I need to do this though. I am a nursing student and I know that as a nurse, I will need to be able to be on my feet alot of the time and be somewhat in shape to meet the demands of the job. That is one of my motivations, is to be able to buy medium size scrubs when I actually get into the nursing program (won't be for another year or 2..I have to finish my gen. ed classes first). I don't want to have to buy XXL scrubs and look like a huge blueberry in them.

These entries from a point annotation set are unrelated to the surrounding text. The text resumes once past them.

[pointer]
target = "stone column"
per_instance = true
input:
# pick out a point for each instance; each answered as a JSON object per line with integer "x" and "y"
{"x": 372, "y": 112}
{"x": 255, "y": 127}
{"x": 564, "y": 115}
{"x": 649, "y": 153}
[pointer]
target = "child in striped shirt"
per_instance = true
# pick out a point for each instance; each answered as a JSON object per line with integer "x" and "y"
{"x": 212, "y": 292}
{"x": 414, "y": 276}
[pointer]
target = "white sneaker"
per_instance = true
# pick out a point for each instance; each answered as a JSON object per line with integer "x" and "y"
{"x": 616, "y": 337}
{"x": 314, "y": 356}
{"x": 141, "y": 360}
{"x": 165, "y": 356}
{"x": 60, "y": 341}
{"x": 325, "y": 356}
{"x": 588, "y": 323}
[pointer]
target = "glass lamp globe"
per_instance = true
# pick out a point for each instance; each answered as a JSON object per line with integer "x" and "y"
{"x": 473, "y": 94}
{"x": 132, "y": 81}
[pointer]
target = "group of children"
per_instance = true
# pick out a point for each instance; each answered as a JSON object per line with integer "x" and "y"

I also would like to become a mother in the next few years. I have high blood pressure due to my weight and I know that being pregnant when I am this big wouldn't be a good idea. I want to be able to be in shape going into my pregnancy so I can have an easier preg/delivery. I want to be a mother so bad, you don't understand it. My husband and I don't even want to start trying to conceive until I am at least 175 lbs.
So my goal is to get from 230lbs to 150lbs. I'm not sure about a timeline because I don't want to set a date on which I would like to be 150 lbs and then psych myself out thinking I can never do it. I'm more of a 'here and now' person and just want to take it a day at a time. Maybe after a month or two into my weight loss I can get your guy's help on what a good goal date would be after seeing how my progress goes.
The only 'set back' I have is, I don't have extra money to buy gym memberships or diet plans and such. I will be doing this all from home. I do have a few work out DVDs that I can use, and I have the AB Circle Pro (I LOVE IT!) and my apartment complex has a treadmill I can use too. I also have 2 dogs who LOVE to go on walks so for now, until I can get a bit more money, this is the only way I can exercise.
Here are some pictures of what I used to look like when I was 'skinny'. I have these and a few others hanging on my fridge for inspiration:
*don't mind my ill expression..this was when I was in alot of pain/before brain surgery*
I will have to get some new pictures of me and post them. I'll do that tomorrow. For now I'm going to bed. Day 1 starts tomorrow!!!!